Abstract

Cherrie Galletly, Department of Psychiatry, University of Adelaide, The Queen Elizabeth Hospital, Adelaide, Australia:
Recent articles in the Australian and New Zealand Journal of Psychiatry [1,2] have discussed changes in the prescribing of antidepressant and antipsychotic drugs. Beerworth and Tiller [1] noted the medico-legal advantages of initiating pharmacological therapy for depression with newer antidepressants, such as selective serotonin re-uptake inhibitors (SSRIs), selective serotonin/noradrenaline re-uptake inhibitors (SNRIs), reversible inhibitors of monoamine oxidase A (RIMAs) and 5HT2 receptor antagonists, rather than older antidepressants such as the tricyclics. Parker et al. [2] investigated changes in the use of antipsychotic drugs, reporting that 33% of a sample of psychiatrists surveyed in 1996 advocated the use of an atypical antipsychotic agent (risperidone) in preference to conventional antipsy-chotics in the treatment of first-episode psychosis. Parker et al. [2] also noted that the antipsychotic drug doses favoured by their sample of psychiatrists were about half those recommended by the Quality Assurance Project in 1984. Recently published treatment algorithms for depression and schizophrenia [3–7] vary in their recommendations regarding the place of the newer agents in the clinical pathway. This may reflect differences in the methods used to derive the algorithms, but also indicates a lack of consensus in defining best practice.
There has been little information published recently about the actual use of novel antipsychotic and antidepressant drugs in psychiatric practice in Australia. Such information would be helpful in gauging the extent to which the newer treatments have been adopted.

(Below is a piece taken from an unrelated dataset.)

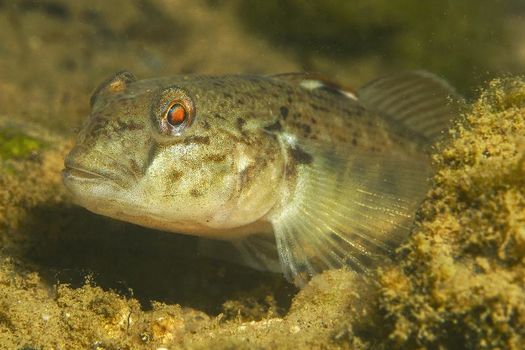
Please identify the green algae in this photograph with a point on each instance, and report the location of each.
(460, 280)
(14, 144)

This letter reports on the medication prescribed on one day (13 August 1998) at Cramond Clinic, a 40-bed acute psychiatric inpatient unit serving the Western suburbs of Adelaide. Thirty-five medication sheets were available. The remaining patients were in the process of admission or discharge, or not on the ward.
Sixty-one percent (n = 17) of the 28 patients receiving antipsychotic medication were prescribed the atypical drugs olanzapine (n = 14) or risperidone (n = 3). The mean daily dose of olanzapine was 14 mg, and of risperidone was 1 mg. Typical antipsychotic drugs prescribed included thioridazine (seven patients, mean daily dose 168 mg) and haloperidol (six patients, mean daily dose 11 mg). Six patients received depot antipsychotics (flupenthixol, mean dose 46 mg/2 weeks; zuclopenthixol, mean dose 200 mg/2 weeks). Some patients received both depot and oral medication. It is perhaps a reflection of the use of atypical drugs, and moderate doses of typical drugs, that only two patients were prescribed regular anticholinergic medication.
The only antidepressants used were SSRIs (n = 9) and moclobemide (n = 3). Again, the mean daily doses were moderate (e.g. paroxetene 27 mg, fluoxe-tine 20 mg, moclobemide 450 mg).
Sodium valproate was the most popular mood stabiliser, being prescribed for 13 of the 14 patients taking mood-stabilising drugs. The mean daily dose of sodium valproate was 1538 m g (ra nge = 1000-3 000 mg/day). Only three patients were prescribed lithium and one carbamazepine.
About one-third of patients (n = 11) were prescribed regular benzodiazepines, again in moderate doses. Clonazepam was the most popular, in a mean daily dose of 1.4 mg.
This ‘snapshot’ is limited by the small sample size, and involves only one inpatient service. However, the results suggest that there have been major changes in the pharmacological treatment of acute psychiatric disorders, with most patients receiving the newer antipsychotic or antidepressant drugs, and a move from lithium to sodium valproate as the mood stabiliser of first choice. The doses of antipsychotic medication are considerably lower than those previously advocated [8] and prescribed [9] in Australian clinical practice.
These changes will hopefully result in a reduction in the burden of medication side effects and better treatment adherance, with the long-term benefits of improved outcome and a better quality of life for patients with psychiatric disorders.